If you are similar to any other couple, chances are you were married for a couple of years before you decided it was time to have children and expand your family. A decision like this will usually mean that one of the spouses will remain at home with the children.

If this is the case and one of the spouses is at home with the children, they probably have been out of the workforce for a long time. Jumping back into the work field and getting what was previously earned before retirement could be challenging, if not impossible.

Even if both spouses are working outside of the household, there still is a chance that they are relying on one another quite a bit for their daily routine.

Since the children will be at the stage where school, homework, after school activities, extracurricular activities, sports, and hanging out with friends are happening.

Both spouses are actively trading places, trying to regularly shuttle from place-to-place and ensure that their schedules are aligned to achieve this. When it comes to spouses married for ten years, divorce can become disruptive to this daily routine.

Changing all of this at the current moment, especially with children involved, can add another layer of difficulty to the divorce case.

Social security benefits

 

Divorce cases will rarely have any positive news for either spouse. However, when it comes to dealing with Social Security, divorces after 10-years is an exception.

If either of the spouses were married for 10-years or more, they could be eligible to receive social security benefits based on the ex-spouse's earnings. It could also lead to the spouse to receive substantial benefits than if they were to collect on their own.

o become eligible for this substantial benefit, you need to meet these requirements:

  • At an eligible age to receive benefits (age 60 or older)
  • Unmarried at the time you go to collect the benefits
  • The ex-spouse is eligible to receive social security benefits
  • The benefits you receive based on your own earning history will be less than the benefits you would receive if it based on your former spouse's earnings

Now you may be wondering what happens if you are the ex-spouse in this situation?

Does your benefit decrease if your former spouse begins to collect social security benefits based on your earning history?
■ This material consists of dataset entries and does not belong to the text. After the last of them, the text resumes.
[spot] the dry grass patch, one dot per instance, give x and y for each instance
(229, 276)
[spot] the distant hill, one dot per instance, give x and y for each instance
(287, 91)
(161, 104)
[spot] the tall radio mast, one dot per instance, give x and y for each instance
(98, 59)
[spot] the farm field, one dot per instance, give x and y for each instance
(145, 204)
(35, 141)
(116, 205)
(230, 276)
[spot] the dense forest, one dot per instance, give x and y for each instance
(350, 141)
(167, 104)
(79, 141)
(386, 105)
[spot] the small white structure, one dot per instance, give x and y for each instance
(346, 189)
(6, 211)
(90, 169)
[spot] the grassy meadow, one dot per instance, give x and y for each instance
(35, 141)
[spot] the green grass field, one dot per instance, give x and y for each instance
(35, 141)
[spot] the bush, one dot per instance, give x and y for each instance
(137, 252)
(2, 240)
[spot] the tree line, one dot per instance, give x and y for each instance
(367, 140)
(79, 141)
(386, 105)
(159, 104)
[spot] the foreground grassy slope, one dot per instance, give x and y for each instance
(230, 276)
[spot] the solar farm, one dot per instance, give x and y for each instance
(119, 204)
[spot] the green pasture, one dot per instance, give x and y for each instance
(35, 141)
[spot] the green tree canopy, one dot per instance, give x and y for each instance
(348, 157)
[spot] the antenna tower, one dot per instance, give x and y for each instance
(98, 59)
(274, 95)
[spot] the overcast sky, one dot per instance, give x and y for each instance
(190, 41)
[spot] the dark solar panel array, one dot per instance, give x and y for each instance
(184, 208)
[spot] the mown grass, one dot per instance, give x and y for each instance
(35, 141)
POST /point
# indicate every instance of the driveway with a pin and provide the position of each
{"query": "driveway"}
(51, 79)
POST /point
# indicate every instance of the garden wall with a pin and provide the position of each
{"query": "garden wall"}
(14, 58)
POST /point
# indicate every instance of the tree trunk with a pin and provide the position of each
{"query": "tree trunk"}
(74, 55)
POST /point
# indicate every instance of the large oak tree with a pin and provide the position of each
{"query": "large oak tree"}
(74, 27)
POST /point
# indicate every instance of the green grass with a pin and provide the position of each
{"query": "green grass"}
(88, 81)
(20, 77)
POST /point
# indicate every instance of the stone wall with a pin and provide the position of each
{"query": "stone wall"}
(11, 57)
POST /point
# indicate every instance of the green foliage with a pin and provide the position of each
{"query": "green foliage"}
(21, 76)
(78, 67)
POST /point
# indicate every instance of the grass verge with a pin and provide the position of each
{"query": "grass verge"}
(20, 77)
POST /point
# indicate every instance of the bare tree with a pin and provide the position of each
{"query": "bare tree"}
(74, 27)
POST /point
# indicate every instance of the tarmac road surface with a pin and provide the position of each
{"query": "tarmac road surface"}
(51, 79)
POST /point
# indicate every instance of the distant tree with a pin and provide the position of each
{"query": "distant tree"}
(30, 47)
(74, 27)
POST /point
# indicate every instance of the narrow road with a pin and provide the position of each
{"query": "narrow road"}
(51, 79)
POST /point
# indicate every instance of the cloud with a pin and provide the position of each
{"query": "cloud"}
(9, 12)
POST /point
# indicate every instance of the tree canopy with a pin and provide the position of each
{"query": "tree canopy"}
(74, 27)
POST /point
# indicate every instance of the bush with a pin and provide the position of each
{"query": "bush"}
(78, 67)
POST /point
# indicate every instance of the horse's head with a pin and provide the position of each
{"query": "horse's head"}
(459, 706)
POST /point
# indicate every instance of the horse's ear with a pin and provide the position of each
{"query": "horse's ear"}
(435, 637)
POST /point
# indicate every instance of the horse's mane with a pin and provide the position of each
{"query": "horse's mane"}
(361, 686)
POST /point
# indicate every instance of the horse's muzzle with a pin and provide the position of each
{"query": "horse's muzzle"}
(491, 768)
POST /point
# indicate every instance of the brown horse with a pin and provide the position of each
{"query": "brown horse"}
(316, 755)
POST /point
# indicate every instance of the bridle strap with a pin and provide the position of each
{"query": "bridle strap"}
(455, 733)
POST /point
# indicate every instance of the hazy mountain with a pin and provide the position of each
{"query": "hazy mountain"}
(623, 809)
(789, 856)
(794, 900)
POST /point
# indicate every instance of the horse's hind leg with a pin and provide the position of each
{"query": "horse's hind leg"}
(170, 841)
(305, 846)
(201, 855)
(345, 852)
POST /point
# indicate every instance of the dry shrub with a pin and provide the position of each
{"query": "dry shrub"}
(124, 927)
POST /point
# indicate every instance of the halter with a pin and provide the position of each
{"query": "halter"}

The answer is no!

Your own marital status won’t matter as well. Regardless if you are remarried, divorced, or widowed, your former spouse will still collect off your earnings, with no effect on you or your current spouse.

Dividing assets and liabilities

 

Now that you are going through a divorce, you will have to make a decision on who is going to get what. How this happens all depends on the state you are currently living in. For instance, some states use the principles of equitable distribution, while others may use the principles of community property instead.

However, there is something you should be aware of. Regardless if you live in a community property state or equitable distribution state, you and your spouse will still have enough freedom to decide how you will divide your marital assets and debts.

Unfortunately, there are no guidelines set on how assets and liabilities are divided between a couple. The rules merely state that it needs to be fair for both parties.

Although when it comes to divorce cases, what is qualified as fair?

Unfortunately, no one is exactly clear on this critical information. You will not have any guide when it comes to dividing your assets and liabilities nor any clear definition of what's fair. At this point, it comes down to both spouses negotiating what they believe is fair with the assistance of a mediator. The best thing you could do is talk it out and see what will suit both your needs, especially when it comes to specific matters, such as custody of children.

Conclusion

 

Like any other aspect of spousal support, there are plenty of complex factors at work, and each one will vary depending on the situation. Regardless of whether the marriage lasted less than or more than ten years may indeed become a crucial factor in determining your divorce. However, it may not be for the reason you have heard.

The 10-year rule is something that impacts both couples in ways they may not expect, and while spousal support is agreed upon, it won’t last for a lifetime. Hopefully, this article has managed to give you a clear picture of the 10-year rule.